Re: alpha beta hashing and move ordering

Post by jwes »

bob wrote:
Gerd Isenberg wrote:
bob wrote:
adams161 wrote:Pulsar uses root ordering prior to every iteration of search. If on ply 1 the best move is move 20 then move 20 moves to spot 1. On ply 2 if the best move is now move 13 then move 13 moves to spot 1 and move 20 moves to spot 2. This means on interation 3, a 3 ply search it will search move 13 then move 20 then go in order. The benefit is better moves are played at the root. And if I reach ply 8 and have to abort before finishing, I will have played my best moves first and have scores on them.

Here is my question, as you fill your hash table moving through the moves at the root, alpha beta are the best moves so far. If you have fully searched root moves 1 2 and 3 they can only be as good as those moves. Move 4 may be better. But if the root order changes does this effect hashing. True I don’t hash exact scores, only fail highs and lows, but it seems that using the same hash values from a previous iteration may effect things if you don’t search in the same order so you are not really at the same alpha beta points in the new search.

Mike
Doesn't affect a thing except the size of the tree. That's all move ordering changes can _ever_ do. Ordering can't affect which move is best, nor the score, nor anything else...

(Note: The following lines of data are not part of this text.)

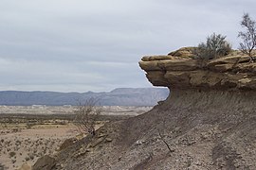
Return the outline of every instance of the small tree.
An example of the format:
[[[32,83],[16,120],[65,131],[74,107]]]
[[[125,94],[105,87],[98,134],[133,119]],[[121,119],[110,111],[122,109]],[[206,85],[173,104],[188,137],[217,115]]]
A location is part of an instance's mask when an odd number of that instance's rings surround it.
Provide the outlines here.
[[[211,60],[229,54],[231,45],[225,39],[226,36],[222,36],[221,34],[211,34],[207,38],[206,42],[198,44],[194,51],[195,56],[199,59]]]
[[[96,135],[95,126],[101,112],[101,110],[96,106],[97,103],[97,100],[90,98],[83,104],[79,103],[74,110],[74,123],[82,133]]]
[[[240,31],[238,37],[243,40],[240,42],[240,50],[242,53],[248,55],[250,61],[253,61],[253,49],[256,46],[256,23],[249,17],[248,13],[243,15],[241,22],[242,27],[246,28],[246,31]]]

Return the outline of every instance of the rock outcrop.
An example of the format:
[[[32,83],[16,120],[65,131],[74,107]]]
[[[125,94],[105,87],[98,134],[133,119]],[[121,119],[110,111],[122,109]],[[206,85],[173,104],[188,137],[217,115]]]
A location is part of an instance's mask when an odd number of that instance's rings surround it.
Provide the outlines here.
[[[155,86],[172,89],[255,90],[256,62],[235,54],[211,60],[194,60],[191,48],[167,56],[147,56],[139,66]],[[236,52],[237,53],[237,52]]]

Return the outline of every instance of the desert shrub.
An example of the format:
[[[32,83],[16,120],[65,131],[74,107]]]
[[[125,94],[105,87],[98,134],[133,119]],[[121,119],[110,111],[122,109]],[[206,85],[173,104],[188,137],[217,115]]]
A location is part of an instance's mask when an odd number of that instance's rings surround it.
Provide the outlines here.
[[[250,61],[253,61],[255,59],[253,55],[253,49],[256,47],[256,22],[252,20],[248,13],[243,15],[243,20],[241,22],[242,27],[246,28],[246,31],[240,31],[238,37],[243,40],[243,42],[240,42],[240,51],[246,55],[248,55]]]
[[[82,133],[96,134],[95,126],[101,110],[96,106],[97,100],[90,98],[83,104],[80,103],[74,110],[74,124]]]
[[[221,34],[211,34],[207,38],[206,42],[199,43],[197,48],[194,49],[195,58],[211,60],[229,55],[231,52],[231,45],[225,39],[226,36]]]

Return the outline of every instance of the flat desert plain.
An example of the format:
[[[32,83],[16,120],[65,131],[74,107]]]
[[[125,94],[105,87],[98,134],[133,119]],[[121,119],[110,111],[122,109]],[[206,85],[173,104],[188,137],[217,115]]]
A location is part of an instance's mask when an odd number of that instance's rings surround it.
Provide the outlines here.
[[[108,121],[144,113],[152,107],[101,107],[97,128]],[[32,165],[38,158],[54,154],[70,138],[82,134],[73,124],[72,106],[0,106],[0,170]]]

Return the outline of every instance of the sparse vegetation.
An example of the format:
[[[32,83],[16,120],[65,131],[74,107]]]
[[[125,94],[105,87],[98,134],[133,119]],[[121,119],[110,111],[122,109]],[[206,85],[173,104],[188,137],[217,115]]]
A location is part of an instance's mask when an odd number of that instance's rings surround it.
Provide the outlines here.
[[[243,42],[240,42],[240,50],[247,55],[250,58],[250,62],[252,62],[254,60],[253,49],[256,46],[256,23],[250,18],[248,13],[245,13],[241,26],[246,28],[246,31],[238,33],[238,37],[243,40]]]
[[[195,58],[201,60],[211,60],[227,56],[231,52],[231,44],[226,40],[226,36],[213,33],[207,38],[206,42],[198,44],[193,51]]]
[[[96,134],[95,126],[101,115],[101,110],[96,106],[97,100],[90,98],[83,104],[80,103],[74,110],[74,123],[82,133]]]

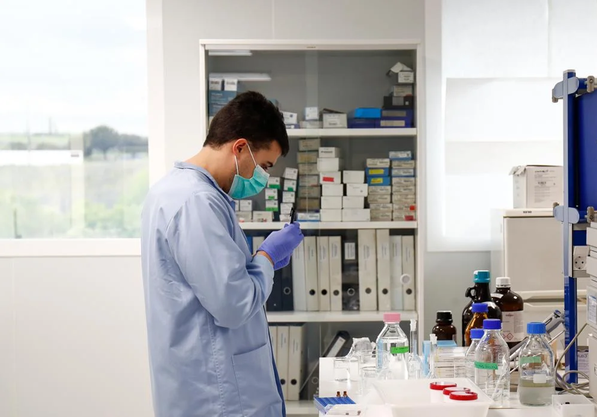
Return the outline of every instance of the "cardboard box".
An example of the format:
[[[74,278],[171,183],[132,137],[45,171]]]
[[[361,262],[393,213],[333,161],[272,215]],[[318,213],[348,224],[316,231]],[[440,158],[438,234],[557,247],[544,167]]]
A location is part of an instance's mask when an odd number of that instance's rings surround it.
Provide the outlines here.
[[[299,175],[316,175],[319,173],[317,170],[317,164],[298,164]]]
[[[319,210],[322,222],[341,222],[342,210],[338,208],[322,208]]]
[[[342,197],[344,184],[322,184],[321,195],[323,197]]]
[[[319,198],[321,197],[321,188],[299,186],[297,195],[299,198]]]
[[[365,171],[343,171],[342,179],[345,184],[362,184],[365,182]]]
[[[391,194],[392,186],[372,185],[369,187],[369,195],[377,195],[378,194]]]
[[[277,201],[276,201],[277,203]],[[264,223],[273,221],[273,211],[253,211],[253,221]]]
[[[319,182],[322,184],[341,184],[342,173],[340,171],[320,172]]]
[[[343,222],[369,222],[371,210],[368,208],[343,208]]]
[[[340,171],[344,167],[344,161],[340,158],[318,158],[317,170],[319,172]]]
[[[319,148],[319,158],[340,158],[340,148],[322,147]]]
[[[299,164],[316,164],[318,153],[313,151],[297,153],[297,162]]]
[[[297,179],[298,170],[297,168],[284,168],[284,174],[282,176],[287,179]]]
[[[298,186],[315,187],[319,185],[319,175],[300,175],[298,176]]]
[[[346,195],[366,197],[369,191],[367,184],[346,184]]]
[[[301,152],[303,151],[317,151],[319,149],[320,146],[321,146],[321,139],[319,138],[298,139],[298,150]]]
[[[551,208],[562,204],[564,169],[561,166],[525,165],[510,172],[513,184],[515,208]]]
[[[341,208],[342,197],[326,196],[321,197],[321,208]]]
[[[390,185],[392,183],[390,177],[367,177],[367,183],[374,186]]]
[[[284,178],[284,182],[282,189],[285,191],[296,191],[297,182],[295,179],[287,179]]]
[[[365,175],[367,177],[389,177],[390,176],[389,168],[367,168],[365,170]]]
[[[276,188],[279,189],[281,187],[281,184],[282,181],[280,179],[280,177],[272,177],[270,176],[267,179],[267,188]]]
[[[266,200],[265,201],[266,211],[278,211],[280,210],[280,203],[277,200]]]
[[[310,122],[319,120],[319,109],[318,107],[305,107],[304,120]]]
[[[389,168],[389,158],[367,158],[367,168]]]
[[[275,188],[266,188],[265,199],[278,200],[278,190]]]
[[[364,208],[365,197],[362,195],[344,195],[342,197],[343,208]]]
[[[284,191],[282,193],[282,203],[294,203],[296,200],[296,195],[294,191]]]

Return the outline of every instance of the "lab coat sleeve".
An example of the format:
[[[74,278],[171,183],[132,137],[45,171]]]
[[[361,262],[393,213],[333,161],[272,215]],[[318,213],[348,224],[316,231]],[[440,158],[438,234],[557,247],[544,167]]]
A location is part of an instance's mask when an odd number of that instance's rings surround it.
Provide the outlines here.
[[[247,262],[230,235],[225,204],[210,192],[195,194],[170,222],[167,237],[184,279],[216,324],[236,328],[263,308],[273,267],[260,255]]]

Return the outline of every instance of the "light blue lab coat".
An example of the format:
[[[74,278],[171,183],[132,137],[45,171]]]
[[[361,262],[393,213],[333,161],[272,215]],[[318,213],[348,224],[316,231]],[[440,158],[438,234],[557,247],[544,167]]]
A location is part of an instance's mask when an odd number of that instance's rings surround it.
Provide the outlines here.
[[[149,191],[141,223],[156,417],[285,415],[263,307],[273,268],[251,256],[233,200],[178,163]]]

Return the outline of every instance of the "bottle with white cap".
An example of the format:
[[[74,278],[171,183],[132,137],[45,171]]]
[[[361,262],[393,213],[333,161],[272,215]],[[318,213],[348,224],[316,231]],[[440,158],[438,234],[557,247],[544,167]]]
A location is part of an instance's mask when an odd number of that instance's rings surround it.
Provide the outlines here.
[[[496,279],[496,292],[491,299],[501,310],[501,331],[504,340],[512,348],[525,338],[522,310],[522,297],[510,288],[510,280],[507,276]]]

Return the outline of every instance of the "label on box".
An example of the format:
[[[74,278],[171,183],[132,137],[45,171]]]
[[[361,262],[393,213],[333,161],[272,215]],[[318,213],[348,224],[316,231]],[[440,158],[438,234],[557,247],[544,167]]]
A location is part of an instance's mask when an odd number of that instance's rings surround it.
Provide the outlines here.
[[[238,201],[239,211],[251,211],[253,210],[252,200],[240,200]]]
[[[389,158],[367,158],[367,168],[389,168]]]
[[[366,197],[369,192],[367,184],[346,184],[346,195]]]
[[[296,179],[298,176],[298,170],[296,168],[284,168],[284,175],[287,179]]]
[[[292,203],[282,203],[280,204],[280,214],[290,214],[294,205]],[[282,221],[281,219],[280,221]]]
[[[266,200],[278,200],[278,190],[275,188],[265,189]]]
[[[266,211],[277,211],[279,205],[278,200],[267,200],[265,201],[265,210]]]
[[[282,203],[294,203],[296,198],[294,191],[284,191],[282,193]]]
[[[281,183],[281,181],[280,181],[280,177],[270,176],[269,178],[267,179],[268,188],[276,188],[279,189]]]
[[[298,139],[299,151],[316,151],[321,145],[321,139],[319,138],[312,139]],[[315,157],[316,158],[317,157]]]

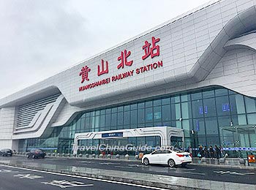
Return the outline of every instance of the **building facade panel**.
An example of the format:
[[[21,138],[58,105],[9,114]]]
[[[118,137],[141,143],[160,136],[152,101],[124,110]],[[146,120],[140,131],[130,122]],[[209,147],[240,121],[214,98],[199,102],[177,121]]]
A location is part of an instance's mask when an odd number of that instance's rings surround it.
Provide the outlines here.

Order is immaterial to best move when you think about it... You only need to find the path from the root to the best possible terminal position. Doesn't matter how big or small the tree, except for time.
As pointed out by Warnock, T. and Wendroff, B. (1988). Search Tables in Computer Chess. ICCA Journal, Vol. 11, No. 1, pp. 10-13., Alpha-Beta with hashing is order dependent. Also in PVS a value returned from TT can cause a cutoff that is violated in a subsequent re-search.
That is correct. But in reality, how does this affect the best move or its score? yes, hashing lets us solve fine 70 in less than the required 26 plies, by tree-grafting. But how often does that occur. In general, order has no effect on alpha/beta, proven quite simply by knuth/moore, when "no effect" applies to score and best move, but not to tree size. Alpha/beta is certainly dependent on ordering to search the smallest possible tree. But you can search the tree in worst-first order and get the same move/score except for the hashing inconsistencies (caused by an implementation problem where we do not include path information, of course)

Changing the order of the moves searched at the root is not going to have _any_ effect on the best move or score, except for the tree-grafting problem already mentioned. Bad ordering is the only way you can solve fine 70 faster than 26 plies, in fact. But I'd rather have perfect ordering even though it would mean a little slower solution for fine 70, because it would help overall significantly.
Except for the minor case of two moves with the same evaluation. Different move ordering can cause different best moves but with the same score.